One cannot live without developing opinions about the nature of reality, so every well-defined culture and faith naturally introduces its members to a way of seeing the world. While we can easily name many different worldviews, perhaps the five most important ones are: 1) Chinese, 2) Indian, 3) Muslim, 4) secular humanist, and 5) Christian. These views are usually shared by many nation-states and are civilizational in nature.

Standing Apart: China and India
The classical Chinese view is that the Middle Kingdom, by its dignified, virtuous ways, draws all the nations to itself. Human life is confined to this world. Man should be about the ethical ordering of this life. Careful, even meticulous, attention is paid to scholarship, work, family, customs, and, today, technology and social control that best satisfy man’s earthly lot. Man’s dignity relates to where he and his ancestors are located in the ethical and social order. Generations and dynasties come and go—even imposed Marxist ones—but the ordered way of life remains much the same.

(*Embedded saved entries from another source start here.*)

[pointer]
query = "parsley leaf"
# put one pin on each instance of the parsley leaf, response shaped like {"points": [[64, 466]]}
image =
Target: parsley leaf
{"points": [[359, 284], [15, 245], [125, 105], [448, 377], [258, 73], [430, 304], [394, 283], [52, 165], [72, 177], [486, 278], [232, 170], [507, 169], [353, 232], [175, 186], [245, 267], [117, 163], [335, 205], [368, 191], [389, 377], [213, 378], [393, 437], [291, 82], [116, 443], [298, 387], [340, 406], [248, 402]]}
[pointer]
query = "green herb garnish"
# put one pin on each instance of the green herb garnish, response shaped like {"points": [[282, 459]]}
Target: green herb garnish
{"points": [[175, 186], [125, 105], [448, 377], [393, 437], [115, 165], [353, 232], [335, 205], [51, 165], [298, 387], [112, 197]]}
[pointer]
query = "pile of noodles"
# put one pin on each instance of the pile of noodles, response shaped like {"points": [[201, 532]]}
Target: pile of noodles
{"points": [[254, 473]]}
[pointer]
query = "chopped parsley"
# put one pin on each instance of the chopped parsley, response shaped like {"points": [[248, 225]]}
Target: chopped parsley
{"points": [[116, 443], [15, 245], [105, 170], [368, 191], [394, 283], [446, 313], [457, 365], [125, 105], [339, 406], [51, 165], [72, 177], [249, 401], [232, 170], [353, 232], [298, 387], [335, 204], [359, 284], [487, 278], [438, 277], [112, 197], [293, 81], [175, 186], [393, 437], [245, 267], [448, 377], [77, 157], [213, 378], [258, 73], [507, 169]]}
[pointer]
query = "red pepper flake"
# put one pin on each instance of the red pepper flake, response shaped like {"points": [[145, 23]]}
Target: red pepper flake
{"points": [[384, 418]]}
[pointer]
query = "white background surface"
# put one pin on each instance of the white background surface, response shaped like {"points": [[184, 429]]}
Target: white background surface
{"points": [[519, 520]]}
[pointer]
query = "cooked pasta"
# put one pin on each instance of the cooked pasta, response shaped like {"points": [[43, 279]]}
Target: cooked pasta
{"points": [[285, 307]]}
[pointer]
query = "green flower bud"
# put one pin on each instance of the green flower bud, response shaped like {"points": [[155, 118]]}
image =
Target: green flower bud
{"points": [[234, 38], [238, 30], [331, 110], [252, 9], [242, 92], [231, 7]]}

The Indian view, informed by Hinduism, is that man is a spiritual being. He tries to control himself in order to attain spiritual knowledge and union with God through the cycle of death and rebirth. By seeking “liberation” or total self-knowledge, each individual is ultimately subsumed into unity within the cosmos. All beliefs can be absorbed into this system because there are many paths to “salvation.” While India’s caste system of designating one’s place in the social hierarchy has been formally abolished, much of the customary attitudes remain.

Neither in China nor in India, however, does a personal God who transcends the world have a place. India has many names for God who is understood as an abstract supreme “Reality.” China has practically no gods; it has ancestors. Neither of these worldviews actively seeks to convert others, however. Their cultural power rests in their enormous membership.